In my work, I explore the role that lens-based media play in affecting and questioning our understanding of vision and perception. My subject has been overlooked environments in the city, like the downtown Toronto lane ways where I spent the last five years shooting. Threshold is a series from this environment, comprising 28 colour photographs depicting boundaries – walls, gates, doors, and fences – and the fragmented views glimpsed through gaps and holes in their surfaces. These images were shot from the public space of the lane ways looking into the private space of residential backyards.
In this series, I am interested in the way that the particularities of photography can draw attention to the act of looking and to the limitations of vision. Facilitated by photography, boundary and space coalesce in a single flattened view that is part abstract colour field and part sharply focused scene, reducing the apparent separation between surface and space; outside and inside; public and private realms.

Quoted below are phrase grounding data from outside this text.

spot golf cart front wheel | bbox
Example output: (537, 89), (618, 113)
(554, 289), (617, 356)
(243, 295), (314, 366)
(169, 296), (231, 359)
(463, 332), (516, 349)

Shot with a macroscopic lens and then enlarged approximately 8x, the Threshold images context along with the view that can be glimpsed through the aperture. I am also interested in the way the surface aperture evokes the camera by acting like a camera lens through which a scene is frames. Each uniquely shaped aperture frames and reveals a scene distinctly, intimately tying the scene to the host surface through its aperture.
The Threshold images present everyday scenes that are rendered at once unfamiliar and uncannily familiar, destabilizing our definitions of the abstract and the mimetic by taking us beyond our perceptual capabilities.